بِسْمِ اللهِ الرَّحْمنِ الرَّحِيمِ
اللهُم َّصلِّ علٰى سَيِّدنا مُحَمّدٍ عبدِكَ وَنبيِّكَ ورسولِكَ النَّبيِّ الاُمِيّ وَعلٰى اٰلهِ وَصَحْبِهِ وسَلِّم تسليماً بقدرِ عظمةِ ذاَتِكَ في كـُلِّ وَقتٍ وَحيـنٍ
TERJEMAH KITAB
RISALATUL-QUSYAIRIYYAH
PENJELASAN
TENTANG
“TAHAPAN-TAHAPAN (MAQAMAT) PARA PENEMPUH JALAN SUFI”
44.
KELUAR DARI DUNIA
Allah berfirman :
“(Yaitu) orang-orang yang
diwafatkan dalam keadaan baik oleh para malaikat dengan mengatakan (kepada
mereka) “Salaamun’alaikum” masuklah kamu ke dalam surga itu disebabkan apa yang
telah kamu kerjakan.” (Qs. An-Nahl :32).
Ayat tersebut memiliki maksud
bahwa kebajikan jiwa mereka dengan mencurahkan ruh mereka, sehingga mereka
kembali kepada Tuhannya, dengan jiwa kyang tidak berat.

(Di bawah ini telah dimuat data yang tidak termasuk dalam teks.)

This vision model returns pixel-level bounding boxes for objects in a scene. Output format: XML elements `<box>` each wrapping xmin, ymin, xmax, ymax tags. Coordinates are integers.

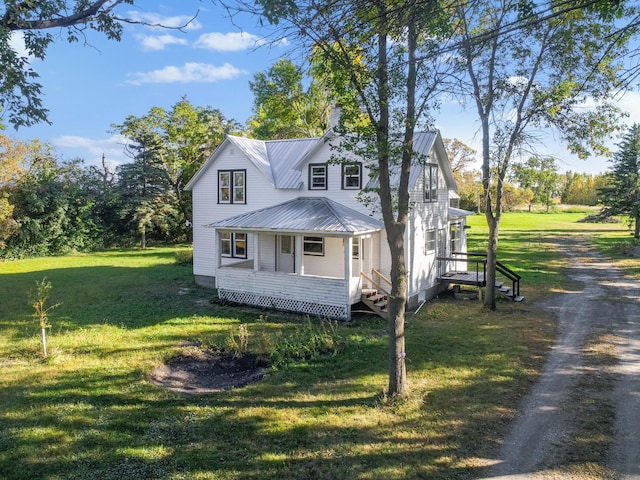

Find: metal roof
<box><xmin>208</xmin><ymin>197</ymin><xmax>384</xmax><ymax>235</ymax></box>
<box><xmin>366</xmin><ymin>131</ymin><xmax>456</xmax><ymax>189</ymax></box>
<box><xmin>449</xmin><ymin>207</ymin><xmax>473</xmax><ymax>218</ymax></box>
<box><xmin>228</xmin><ymin>135</ymin><xmax>318</xmax><ymax>189</ymax></box>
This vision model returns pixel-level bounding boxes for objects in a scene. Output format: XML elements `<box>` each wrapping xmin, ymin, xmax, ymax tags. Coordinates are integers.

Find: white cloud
<box><xmin>136</xmin><ymin>35</ymin><xmax>188</xmax><ymax>51</ymax></box>
<box><xmin>51</xmin><ymin>135</ymin><xmax>130</xmax><ymax>168</ymax></box>
<box><xmin>129</xmin><ymin>11</ymin><xmax>202</xmax><ymax>30</ymax></box>
<box><xmin>193</xmin><ymin>32</ymin><xmax>265</xmax><ymax>52</ymax></box>
<box><xmin>127</xmin><ymin>62</ymin><xmax>247</xmax><ymax>85</ymax></box>
<box><xmin>9</xmin><ymin>32</ymin><xmax>30</xmax><ymax>58</ymax></box>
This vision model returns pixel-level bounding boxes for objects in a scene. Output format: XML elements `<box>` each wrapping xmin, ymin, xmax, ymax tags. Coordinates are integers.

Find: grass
<box><xmin>0</xmin><ymin>214</ymin><xmax>636</xmax><ymax>480</ymax></box>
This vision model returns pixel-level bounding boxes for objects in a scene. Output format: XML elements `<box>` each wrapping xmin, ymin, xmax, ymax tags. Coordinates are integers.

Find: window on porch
<box><xmin>342</xmin><ymin>162</ymin><xmax>362</xmax><ymax>190</ymax></box>
<box><xmin>220</xmin><ymin>232</ymin><xmax>247</xmax><ymax>258</ymax></box>
<box><xmin>302</xmin><ymin>237</ymin><xmax>324</xmax><ymax>256</ymax></box>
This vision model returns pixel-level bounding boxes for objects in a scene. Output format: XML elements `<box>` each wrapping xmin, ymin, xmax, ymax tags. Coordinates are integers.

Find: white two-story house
<box><xmin>186</xmin><ymin>132</ymin><xmax>469</xmax><ymax>319</ymax></box>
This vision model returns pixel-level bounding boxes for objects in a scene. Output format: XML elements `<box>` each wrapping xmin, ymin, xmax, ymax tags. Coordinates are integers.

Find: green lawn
<box><xmin>0</xmin><ymin>214</ymin><xmax>626</xmax><ymax>480</ymax></box>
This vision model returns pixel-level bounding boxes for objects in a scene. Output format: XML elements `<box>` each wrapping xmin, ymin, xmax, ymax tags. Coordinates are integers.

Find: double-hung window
<box><xmin>424</xmin><ymin>230</ymin><xmax>436</xmax><ymax>255</ymax></box>
<box><xmin>309</xmin><ymin>163</ymin><xmax>327</xmax><ymax>190</ymax></box>
<box><xmin>302</xmin><ymin>237</ymin><xmax>324</xmax><ymax>256</ymax></box>
<box><xmin>342</xmin><ymin>163</ymin><xmax>362</xmax><ymax>190</ymax></box>
<box><xmin>220</xmin><ymin>232</ymin><xmax>247</xmax><ymax>258</ymax></box>
<box><xmin>218</xmin><ymin>170</ymin><xmax>246</xmax><ymax>203</ymax></box>
<box><xmin>422</xmin><ymin>163</ymin><xmax>438</xmax><ymax>203</ymax></box>
<box><xmin>449</xmin><ymin>223</ymin><xmax>462</xmax><ymax>254</ymax></box>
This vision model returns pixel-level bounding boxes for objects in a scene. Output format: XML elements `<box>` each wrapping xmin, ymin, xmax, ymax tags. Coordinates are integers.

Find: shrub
<box><xmin>176</xmin><ymin>250</ymin><xmax>193</xmax><ymax>265</ymax></box>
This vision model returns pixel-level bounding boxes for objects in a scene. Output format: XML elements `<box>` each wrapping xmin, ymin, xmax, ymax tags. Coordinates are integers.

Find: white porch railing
<box><xmin>216</xmin><ymin>267</ymin><xmax>359</xmax><ymax>319</ymax></box>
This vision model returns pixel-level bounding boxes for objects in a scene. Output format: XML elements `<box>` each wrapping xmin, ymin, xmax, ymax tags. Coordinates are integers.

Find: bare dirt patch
<box><xmin>149</xmin><ymin>343</ymin><xmax>267</xmax><ymax>395</ymax></box>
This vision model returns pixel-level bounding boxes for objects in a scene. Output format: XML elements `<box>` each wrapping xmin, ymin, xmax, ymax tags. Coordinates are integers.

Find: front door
<box><xmin>276</xmin><ymin>235</ymin><xmax>296</xmax><ymax>273</ymax></box>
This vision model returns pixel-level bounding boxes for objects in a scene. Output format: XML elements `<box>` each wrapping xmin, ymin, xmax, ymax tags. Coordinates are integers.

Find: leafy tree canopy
<box><xmin>601</xmin><ymin>123</ymin><xmax>640</xmax><ymax>238</ymax></box>
<box><xmin>0</xmin><ymin>0</ymin><xmax>190</xmax><ymax>128</ymax></box>
<box><xmin>249</xmin><ymin>59</ymin><xmax>331</xmax><ymax>140</ymax></box>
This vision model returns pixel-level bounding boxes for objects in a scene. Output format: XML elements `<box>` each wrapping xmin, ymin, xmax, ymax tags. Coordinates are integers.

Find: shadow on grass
<box><xmin>0</xmin><ymin>306</ymin><xmax>536</xmax><ymax>480</ymax></box>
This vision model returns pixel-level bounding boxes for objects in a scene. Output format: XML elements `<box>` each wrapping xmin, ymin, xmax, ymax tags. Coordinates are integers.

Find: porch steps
<box><xmin>360</xmin><ymin>288</ymin><xmax>389</xmax><ymax>320</ymax></box>
<box><xmin>496</xmin><ymin>282</ymin><xmax>524</xmax><ymax>302</ymax></box>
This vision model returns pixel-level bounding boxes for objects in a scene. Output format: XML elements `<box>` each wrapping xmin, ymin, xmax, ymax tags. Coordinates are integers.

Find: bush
<box><xmin>176</xmin><ymin>250</ymin><xmax>193</xmax><ymax>265</ymax></box>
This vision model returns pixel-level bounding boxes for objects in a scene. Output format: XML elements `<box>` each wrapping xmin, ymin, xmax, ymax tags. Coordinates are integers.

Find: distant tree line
<box><xmin>0</xmin><ymin>60</ymin><xmax>632</xmax><ymax>258</ymax></box>
<box><xmin>0</xmin><ymin>99</ymin><xmax>241</xmax><ymax>258</ymax></box>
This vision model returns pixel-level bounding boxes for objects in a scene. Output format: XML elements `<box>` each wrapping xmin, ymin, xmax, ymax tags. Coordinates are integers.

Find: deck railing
<box><xmin>438</xmin><ymin>252</ymin><xmax>522</xmax><ymax>300</ymax></box>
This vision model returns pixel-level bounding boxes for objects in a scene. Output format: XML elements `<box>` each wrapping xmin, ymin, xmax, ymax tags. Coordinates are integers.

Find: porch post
<box><xmin>344</xmin><ymin>237</ymin><xmax>353</xmax><ymax>284</ymax></box>
<box><xmin>253</xmin><ymin>232</ymin><xmax>260</xmax><ymax>272</ymax></box>
<box><xmin>294</xmin><ymin>235</ymin><xmax>304</xmax><ymax>275</ymax></box>
<box><xmin>214</xmin><ymin>228</ymin><xmax>222</xmax><ymax>274</ymax></box>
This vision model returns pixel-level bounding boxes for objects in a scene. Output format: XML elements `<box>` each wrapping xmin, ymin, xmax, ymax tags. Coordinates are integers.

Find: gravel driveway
<box><xmin>489</xmin><ymin>235</ymin><xmax>640</xmax><ymax>479</ymax></box>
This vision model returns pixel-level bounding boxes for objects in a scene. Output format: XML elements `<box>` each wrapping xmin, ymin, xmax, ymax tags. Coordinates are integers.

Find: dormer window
<box><xmin>342</xmin><ymin>162</ymin><xmax>362</xmax><ymax>190</ymax></box>
<box><xmin>309</xmin><ymin>163</ymin><xmax>327</xmax><ymax>190</ymax></box>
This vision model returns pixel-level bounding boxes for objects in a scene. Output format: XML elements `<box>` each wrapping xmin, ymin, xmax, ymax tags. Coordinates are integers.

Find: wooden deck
<box><xmin>438</xmin><ymin>271</ymin><xmax>487</xmax><ymax>287</ymax></box>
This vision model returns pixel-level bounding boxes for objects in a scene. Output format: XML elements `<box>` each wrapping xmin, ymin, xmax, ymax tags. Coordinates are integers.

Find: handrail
<box><xmin>360</xmin><ymin>272</ymin><xmax>390</xmax><ymax>296</ymax></box>
<box><xmin>445</xmin><ymin>252</ymin><xmax>522</xmax><ymax>300</ymax></box>
<box><xmin>371</xmin><ymin>268</ymin><xmax>393</xmax><ymax>286</ymax></box>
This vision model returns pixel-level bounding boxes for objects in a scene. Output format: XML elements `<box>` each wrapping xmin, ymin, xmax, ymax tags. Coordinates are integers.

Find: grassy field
<box><xmin>0</xmin><ymin>214</ymin><xmax>637</xmax><ymax>480</ymax></box>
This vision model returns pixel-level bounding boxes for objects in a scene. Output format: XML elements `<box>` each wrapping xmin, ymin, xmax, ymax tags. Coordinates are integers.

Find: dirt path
<box><xmin>490</xmin><ymin>236</ymin><xmax>640</xmax><ymax>479</ymax></box>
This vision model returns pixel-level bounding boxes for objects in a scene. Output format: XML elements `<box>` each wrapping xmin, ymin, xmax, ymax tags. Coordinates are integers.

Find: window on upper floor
<box><xmin>309</xmin><ymin>163</ymin><xmax>327</xmax><ymax>190</ymax></box>
<box><xmin>422</xmin><ymin>163</ymin><xmax>438</xmax><ymax>202</ymax></box>
<box><xmin>218</xmin><ymin>170</ymin><xmax>246</xmax><ymax>203</ymax></box>
<box><xmin>424</xmin><ymin>230</ymin><xmax>436</xmax><ymax>255</ymax></box>
<box><xmin>342</xmin><ymin>162</ymin><xmax>362</xmax><ymax>190</ymax></box>
<box><xmin>220</xmin><ymin>232</ymin><xmax>247</xmax><ymax>258</ymax></box>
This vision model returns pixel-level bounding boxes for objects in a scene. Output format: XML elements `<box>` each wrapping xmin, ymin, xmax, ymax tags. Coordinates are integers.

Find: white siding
<box><xmin>302</xmin><ymin>237</ymin><xmax>344</xmax><ymax>278</ymax></box>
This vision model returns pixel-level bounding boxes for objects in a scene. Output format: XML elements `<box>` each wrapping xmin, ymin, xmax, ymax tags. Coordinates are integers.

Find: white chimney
<box><xmin>329</xmin><ymin>103</ymin><xmax>342</xmax><ymax>128</ymax></box>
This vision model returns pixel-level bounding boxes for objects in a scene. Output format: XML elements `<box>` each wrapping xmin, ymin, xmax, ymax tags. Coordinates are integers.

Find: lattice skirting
<box><xmin>218</xmin><ymin>289</ymin><xmax>349</xmax><ymax>320</ymax></box>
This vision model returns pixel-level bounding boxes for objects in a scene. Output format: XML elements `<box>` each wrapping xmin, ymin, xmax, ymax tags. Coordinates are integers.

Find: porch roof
<box><xmin>449</xmin><ymin>207</ymin><xmax>473</xmax><ymax>219</ymax></box>
<box><xmin>208</xmin><ymin>197</ymin><xmax>384</xmax><ymax>236</ymax></box>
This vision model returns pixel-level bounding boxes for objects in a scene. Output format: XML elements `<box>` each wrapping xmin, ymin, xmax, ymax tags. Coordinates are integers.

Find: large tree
<box><xmin>112</xmin><ymin>98</ymin><xmax>240</xmax><ymax>236</ymax></box>
<box><xmin>230</xmin><ymin>0</ymin><xmax>448</xmax><ymax>396</ymax></box>
<box><xmin>248</xmin><ymin>59</ymin><xmax>331</xmax><ymax>140</ymax></box>
<box><xmin>0</xmin><ymin>0</ymin><xmax>133</xmax><ymax>128</ymax></box>
<box><xmin>601</xmin><ymin>123</ymin><xmax>640</xmax><ymax>238</ymax></box>
<box><xmin>513</xmin><ymin>157</ymin><xmax>560</xmax><ymax>211</ymax></box>
<box><xmin>453</xmin><ymin>0</ymin><xmax>620</xmax><ymax>309</ymax></box>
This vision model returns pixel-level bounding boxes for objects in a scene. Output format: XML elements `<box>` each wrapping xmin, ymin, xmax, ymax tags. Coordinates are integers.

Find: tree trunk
<box><xmin>40</xmin><ymin>328</ymin><xmax>47</xmax><ymax>358</ymax></box>
<box><xmin>140</xmin><ymin>226</ymin><xmax>147</xmax><ymax>250</ymax></box>
<box><xmin>388</xmin><ymin>227</ymin><xmax>409</xmax><ymax>397</ymax></box>
<box><xmin>484</xmin><ymin>213</ymin><xmax>500</xmax><ymax>310</ymax></box>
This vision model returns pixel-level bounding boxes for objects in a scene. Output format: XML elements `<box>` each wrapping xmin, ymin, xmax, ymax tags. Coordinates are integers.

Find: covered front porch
<box><xmin>210</xmin><ymin>197</ymin><xmax>382</xmax><ymax>319</ymax></box>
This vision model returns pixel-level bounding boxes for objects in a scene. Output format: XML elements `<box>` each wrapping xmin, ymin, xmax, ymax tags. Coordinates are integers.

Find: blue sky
<box><xmin>5</xmin><ymin>0</ymin><xmax>640</xmax><ymax>173</ymax></box>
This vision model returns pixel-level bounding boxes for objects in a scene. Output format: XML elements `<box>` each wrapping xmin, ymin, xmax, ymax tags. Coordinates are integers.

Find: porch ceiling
<box><xmin>208</xmin><ymin>197</ymin><xmax>384</xmax><ymax>236</ymax></box>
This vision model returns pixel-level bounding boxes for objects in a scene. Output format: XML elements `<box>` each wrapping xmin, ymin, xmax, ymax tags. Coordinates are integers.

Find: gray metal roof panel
<box><xmin>209</xmin><ymin>197</ymin><xmax>384</xmax><ymax>234</ymax></box>
<box><xmin>266</xmin><ymin>138</ymin><xmax>318</xmax><ymax>189</ymax></box>
<box><xmin>449</xmin><ymin>207</ymin><xmax>473</xmax><ymax>218</ymax></box>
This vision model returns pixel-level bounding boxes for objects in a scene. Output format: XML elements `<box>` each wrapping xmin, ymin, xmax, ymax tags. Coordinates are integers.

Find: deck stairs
<box><xmin>496</xmin><ymin>282</ymin><xmax>524</xmax><ymax>302</ymax></box>
<box><xmin>361</xmin><ymin>288</ymin><xmax>389</xmax><ymax>320</ymax></box>
<box><xmin>360</xmin><ymin>269</ymin><xmax>391</xmax><ymax>320</ymax></box>
<box><xmin>437</xmin><ymin>252</ymin><xmax>524</xmax><ymax>302</ymax></box>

Riwayat dari Anas r.a. yang
berkata bahwa Rasulullah saw. bersabda :
“Sesungguhnya seorang hamba akan
berurusan dengan kesusahan maut dan sakaratul maut, dan sesungguhnya
sendi-sendinya akan mengucapkan salam (perpisahan) satu sama lainya dengan kata-kata,
“Alaikassalaam” engkau berpisah denganku, dan aku berpisah denganmu, sampai
(jumpa) di hari kiamat nanti.”
Juga diriwayatkan dari Anas bin
Malik r.a. bahwa Nabi saw. sedang menjenguk seorang pemuda yang mendekati
ajalnya. Nabi saw. bertanya : “Bagaimana maut menemui Anda?” Pemuda itu
menjawab : “Aku berharap kepada Allah swt. dan aku takut akan dosa-dosaku.”
Rasulullah saw. bersabda,
“(Harapan bertemu Allah dan rasa takut akan dosa-dosa) tidak akan berkumpul di
hati hamba, dalam tempat ini, kecuali Allah swt, memberikan padanya apa yang
diharapkannya, dan memberikan rasa tentram dari apa yang ditakuti....”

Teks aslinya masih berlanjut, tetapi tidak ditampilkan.